Все пять эмбрионов были собачьими.
– Так-так, – произнесла Фоминых. – Значит, законсервирована ваша линия? И не может она производить собак-мутантов? Понятно, понятно…
– Господи! Да что ж это такое!!! – взвыл Демид отчаянно. – Да кто ж, етить твою мать, подставляет меня так, по всем статьям?! Кто мне кутят сюда понапихал, черт возьми! У меня и не было никогда собачьих клонов! На кой мне собаки-то, их же не едят! Я ведь выключил здесь все к чертовой матери, даже предохранители унес…
Он бросился к стеллажу, но конвойный перехватил его, заломил руку за спину, притиснул к стене. Фоминых припала глазом к камере, снимала все подряд. Вид у нее был такой торжествующий, словно она выиграла в лотерею машину, дачу и поездку на Марс одновременно.
– Я хочу сделать заявление! – Демид сделал попытку вырваться, но парень заломил руку еще сильнее. – Это все не мое! Я не знаю, откуда взялись эти щенки в банках! Не знаю, кто тут был в мое отсутствие, но кто-то был. Он взломал мою лабораторию, каким-то непостижимым образом сумел запустить инкубационную линию, и запихнул в инкубаторы эмбрионов собаки. Очевидно, с целью дискредитировать меня. Совершенно очевидно. Эй, товарищ следователь, вы что там снимаете? Вы меня снимайте. Это официальное мое заявление! Я для кого говорю-то?
– Для себя, – бросила Фоминых, не оборачиваясь. – Вы говорите, говорите, Коробов. Может, полегче станет.
– Эх, мать!.. – Демид резко присел, вывернулся, перекинул через себя конвойного. – А ну, разойдись! Крысенята чертовы, развалились у меня тут в банках! Щас я вам устрою кесарево сечение!

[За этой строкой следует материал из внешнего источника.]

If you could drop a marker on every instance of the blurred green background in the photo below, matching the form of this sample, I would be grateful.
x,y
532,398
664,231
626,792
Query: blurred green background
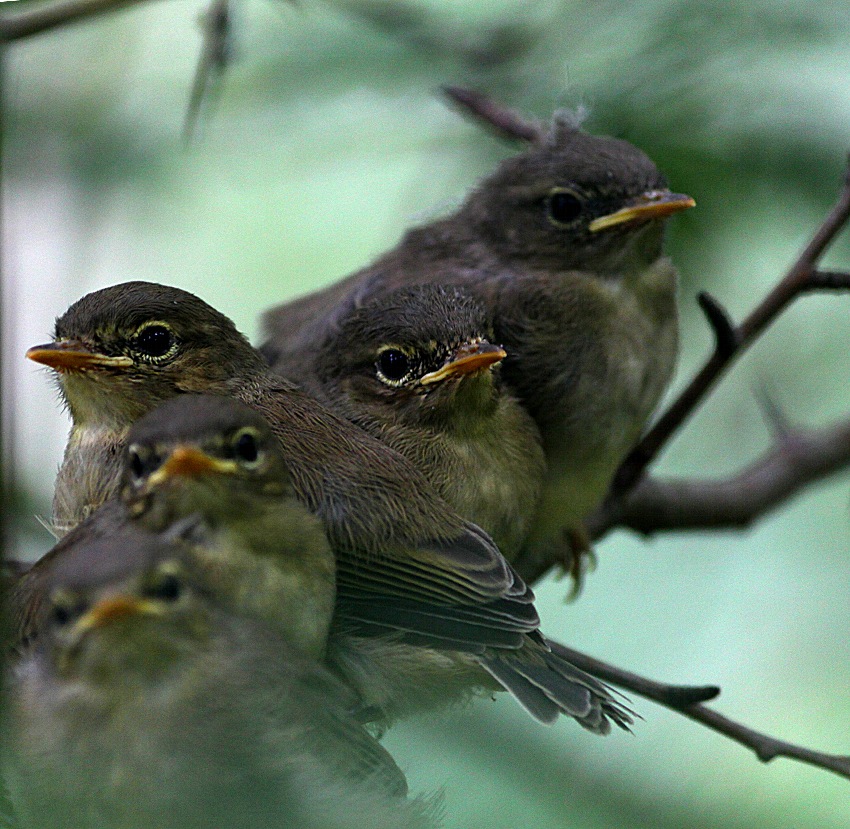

Конвойные уже гнались за ним, но он был проворнее, петлял по комнате, бросался из стороны в сторону. Где чертов огнетушитель? Тот, кто хозяйничал здесь без него, словно нарочно убрал из комнаты все тяжелое. Ага, вот это подойдет! Дема схватил увесистый квадратный дисплей, поднял его над головой, выдернул провода из гнезд и с ревом метнул в инкубатор. Банка разлетелась – взорвалась фонтаном, выплеснула все свое содержимое на пол. Двое уже навалились на Демида, связали его узлом, обездвижили, обезножили. Профессионалы, мать их…

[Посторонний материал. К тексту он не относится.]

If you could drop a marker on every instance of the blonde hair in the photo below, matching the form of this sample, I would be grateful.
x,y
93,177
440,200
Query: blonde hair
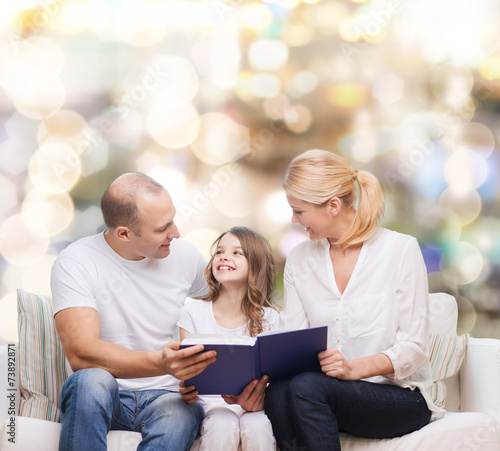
x,y
318,175
260,280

Фоминых сидела на корточках, держала на ладошке неродившегося щеночка. Тот еще двигался, дергал мордочкой, но жить ему оставалось не больше минуты. Фоминых медленно повернула голову к Демиду. Он узнал этот взгляд – боль потери и ненависть. Ненависть к нему, Демиду, убийце. Так смотрела она, когда он убил ЕЕ пса-мастино. Так смотрела, когда он убил Короля Крыс.
ЕЕ Короля Крыс?
– Ты ответишь за это, сволочь, – сказала она. И заплакала. И эти двое, которые держали Демида, засопели носами, тоже расчувствовались. В самом деле, зрелище трагическое было – маленький, трогательный, беззащитный мертвый щеночек с розовой мордочкой, розовой, начинающей подсыхать шерсткой. Слишком розовой для собаки. Он был мутантом, этот ублюдок-щеночек. И маленькие шпоры у него уже были на ножках, и ушки круглые и морщинистые, совсем не собачьи, и даже зубки торчали из ротика. Не бывает таких зубок у новорожденных кутят. Этот маленький монстрик не был создан для того, чтобы сосать молоко матери. Ему сразу нужно было мясо.

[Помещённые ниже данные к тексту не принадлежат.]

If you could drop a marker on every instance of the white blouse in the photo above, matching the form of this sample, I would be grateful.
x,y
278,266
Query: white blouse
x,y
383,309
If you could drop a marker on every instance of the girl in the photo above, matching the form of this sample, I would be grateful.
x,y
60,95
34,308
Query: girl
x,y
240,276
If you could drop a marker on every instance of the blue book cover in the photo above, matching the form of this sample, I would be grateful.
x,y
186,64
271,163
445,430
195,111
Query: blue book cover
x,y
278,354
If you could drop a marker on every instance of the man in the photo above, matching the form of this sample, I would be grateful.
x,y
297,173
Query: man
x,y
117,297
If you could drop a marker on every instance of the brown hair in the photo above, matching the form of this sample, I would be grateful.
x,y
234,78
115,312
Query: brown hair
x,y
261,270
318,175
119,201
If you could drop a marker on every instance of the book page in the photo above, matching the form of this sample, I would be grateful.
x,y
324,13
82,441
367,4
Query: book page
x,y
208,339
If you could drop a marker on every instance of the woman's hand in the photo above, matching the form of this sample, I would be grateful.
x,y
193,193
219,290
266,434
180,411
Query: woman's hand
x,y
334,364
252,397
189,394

Это был карх. Только очень маленький.
Кто-то выращивал кархов здесь, в заброшенной им лаборатории. В последний раз Демид входил в этот подвал четыре месяца назад. И это значит, что ни один из эмбрионов кархов еще не успел дозреть. Демид попал сюда вовремя. Если только ему удастся что-нибудь сделать, чтобы истребить эту заразу.
– Связать, – сказала Фоминых.
Наручники снова щелкнули у Демида за спиной. И ремень обвился вокруг ног – теперь он был скручен по всем правилам. Демид мог только стоять и стараться не дышать, потому что, стоило ему сделать малейшее движение, и он свалился бы мордой на пол.
– Я тебя убью, – сказала Фоминых. – Сейчас.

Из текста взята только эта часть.